How a Pen and Paper Can Help You Sleep
Do you find it hard to get off to sleep? Your body is tired, but your brain is still busy from the day. You try to think of relaxing things or to think of nothing at all, but another thing you've got to do tomorrow pops into your mind. Is there a way to escape from this? Research suggests that there is, and it's as simple as writing a list.
It's much easier to remember things you haven't done or haven't finished than to recall tasks you completed. From an evolutionary standpoint, this makes good sense. If it's easier to access memories of outstanding tasks, you're less likely to miss doing something important. Some people like to write a diary or journal before they go to sleep, reflecting on their day. Indeed a sense of satisfaction at what you've achieved will help you settle peacefully to rest? Of course, this can be a useful exercise for personal growth, but unfortunately, your brain naturally focuses on tomorrow's yet-to-be-started tasks.
Researchers from Baylor University and Emory University School of Medicine studied a group of young adults in a sleep laboratory. Some people were asked to write a journal about what they'd done that day. Others were asked to write a to-do list for the next day. The findings, published in the Journal of Experimental Psychology (ncbi.nlm.nih.gov/pubmed/29058942), showed that those who reported a to-do list fell asleep much more quickly than those who journaled. The more detailed the list, the faster participants fell asleep. Michael Scullin, a sleep researcher at Baylor, points out that the improvement is comparable to the effects of pharmaceutical aids to sleep; in other words, writing a list can be as effective as taking a pill.
Why use a pen and paper? Most people keep their to-do lists on their phones or laptop to be synced with their diaries. But the effect of blue light from phone screens on your brain is well known. You should be avoiding looking at your phone just before bed, not making an extra effort to stare at it. And once you've got your phone in your hand, it's hard to ignore your notifications, and you end up getting even less sleep.
Using a pen and paper is about more than avoiding screen time. There's research to suggest that the physical activity of writing affects the brain in ways that tapping on a screen or keyboard doesn't. A 2006 paper (ncbi.nlm.nih.gov/pubmed/16390289) found that writing with a pen rather than a keyboard affected the ability of children to spell unfamiliar words, and 2014 research (journals.sagepub.com/doi/abs/10.1177/0956797614524581) showed that students who wrote longhand notes processed the information better than those who used a keyboard. It seems that the action of forming letters on a piece of paper involves more processing in the brain than touching letters on a screen.
This is good news when you want to get to sleep. The physical action of writing your to-do list stimulates the parts of your brain involved in processing information. Instead of your mind sending you constant reminders of the things you've got to do, it treats those items as "actioned" and allows you to get to sleep.

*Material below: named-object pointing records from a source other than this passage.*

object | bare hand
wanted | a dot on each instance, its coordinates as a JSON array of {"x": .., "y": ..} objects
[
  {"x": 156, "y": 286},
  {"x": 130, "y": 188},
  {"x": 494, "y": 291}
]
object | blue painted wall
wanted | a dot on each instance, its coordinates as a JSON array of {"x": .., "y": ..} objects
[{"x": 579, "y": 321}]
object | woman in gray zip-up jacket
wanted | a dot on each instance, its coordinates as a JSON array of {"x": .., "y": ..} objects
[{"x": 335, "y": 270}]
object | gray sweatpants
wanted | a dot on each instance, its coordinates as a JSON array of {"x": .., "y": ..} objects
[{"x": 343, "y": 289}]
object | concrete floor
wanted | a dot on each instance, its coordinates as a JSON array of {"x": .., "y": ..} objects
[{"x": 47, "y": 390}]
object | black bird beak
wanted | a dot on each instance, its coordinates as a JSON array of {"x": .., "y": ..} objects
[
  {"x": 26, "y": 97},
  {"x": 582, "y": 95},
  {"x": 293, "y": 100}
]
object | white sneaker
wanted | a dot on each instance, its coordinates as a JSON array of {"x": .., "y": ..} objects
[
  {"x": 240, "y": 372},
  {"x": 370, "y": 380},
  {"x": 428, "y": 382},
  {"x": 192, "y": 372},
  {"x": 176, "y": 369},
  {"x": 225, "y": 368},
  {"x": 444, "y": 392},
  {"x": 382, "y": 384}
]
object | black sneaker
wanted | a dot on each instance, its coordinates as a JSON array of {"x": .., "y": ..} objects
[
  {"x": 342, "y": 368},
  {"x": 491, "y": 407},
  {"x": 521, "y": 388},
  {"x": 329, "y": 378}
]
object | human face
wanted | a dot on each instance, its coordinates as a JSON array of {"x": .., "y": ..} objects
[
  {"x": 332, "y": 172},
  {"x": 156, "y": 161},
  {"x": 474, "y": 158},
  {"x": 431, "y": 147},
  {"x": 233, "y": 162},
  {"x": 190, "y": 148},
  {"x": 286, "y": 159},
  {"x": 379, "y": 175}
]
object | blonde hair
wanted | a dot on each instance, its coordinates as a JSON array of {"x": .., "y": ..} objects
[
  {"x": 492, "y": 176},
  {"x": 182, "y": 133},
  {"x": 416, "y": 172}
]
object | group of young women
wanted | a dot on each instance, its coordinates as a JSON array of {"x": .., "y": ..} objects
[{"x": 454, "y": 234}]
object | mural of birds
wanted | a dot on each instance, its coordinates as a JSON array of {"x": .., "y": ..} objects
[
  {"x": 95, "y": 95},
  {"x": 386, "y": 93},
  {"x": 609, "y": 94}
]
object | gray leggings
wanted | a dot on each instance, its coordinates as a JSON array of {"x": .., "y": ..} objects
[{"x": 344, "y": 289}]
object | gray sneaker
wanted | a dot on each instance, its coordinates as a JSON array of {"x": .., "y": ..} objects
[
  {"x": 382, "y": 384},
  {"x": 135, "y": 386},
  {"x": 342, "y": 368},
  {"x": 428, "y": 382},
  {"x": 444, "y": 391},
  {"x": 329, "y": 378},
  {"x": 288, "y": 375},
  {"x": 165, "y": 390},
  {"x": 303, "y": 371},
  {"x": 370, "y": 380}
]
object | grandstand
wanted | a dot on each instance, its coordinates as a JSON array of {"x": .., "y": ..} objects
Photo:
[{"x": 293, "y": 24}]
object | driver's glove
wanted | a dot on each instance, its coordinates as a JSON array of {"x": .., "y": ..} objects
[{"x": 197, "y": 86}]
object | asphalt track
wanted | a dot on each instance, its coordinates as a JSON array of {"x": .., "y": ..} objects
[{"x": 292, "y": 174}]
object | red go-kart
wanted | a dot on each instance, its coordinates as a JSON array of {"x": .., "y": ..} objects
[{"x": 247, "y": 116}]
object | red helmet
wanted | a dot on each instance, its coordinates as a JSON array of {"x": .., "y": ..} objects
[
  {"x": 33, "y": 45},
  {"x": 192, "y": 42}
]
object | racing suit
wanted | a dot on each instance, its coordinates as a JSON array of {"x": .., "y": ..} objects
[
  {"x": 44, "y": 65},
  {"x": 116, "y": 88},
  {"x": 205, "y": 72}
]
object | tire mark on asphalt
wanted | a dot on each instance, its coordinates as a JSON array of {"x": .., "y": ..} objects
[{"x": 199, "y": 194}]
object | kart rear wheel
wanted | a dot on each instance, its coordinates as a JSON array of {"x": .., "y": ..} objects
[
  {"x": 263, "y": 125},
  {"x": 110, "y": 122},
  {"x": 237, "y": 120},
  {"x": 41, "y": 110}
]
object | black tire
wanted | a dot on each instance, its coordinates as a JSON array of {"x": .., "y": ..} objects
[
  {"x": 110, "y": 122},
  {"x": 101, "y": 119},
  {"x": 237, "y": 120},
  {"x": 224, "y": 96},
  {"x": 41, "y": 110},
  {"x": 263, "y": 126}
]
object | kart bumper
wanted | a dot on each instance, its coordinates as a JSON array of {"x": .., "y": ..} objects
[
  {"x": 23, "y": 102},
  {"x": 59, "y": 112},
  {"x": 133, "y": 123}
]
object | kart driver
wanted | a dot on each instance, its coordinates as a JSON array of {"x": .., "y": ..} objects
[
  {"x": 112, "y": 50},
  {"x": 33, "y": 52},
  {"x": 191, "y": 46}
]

Of course, if you're worried about events in the world that are beyond your control, or if you have ongoing problems with depression or anxiety, jotting down a to-do list won't solve everything. You might need psychological or pharmacological support too, and you certainly shouldn't ignore problems with sleep, which tend to reinforce themselves over time.
If you find it hard to get to sleep at night because your brain won't shut off, remember that it naturally wants you to recall unfinished tasks. Writing down in detail the things you need to do tomorrow, with a pen and paper, not a keyboard or screen, can help your brain to switch off more quickly and enable you to get to sleep sooner.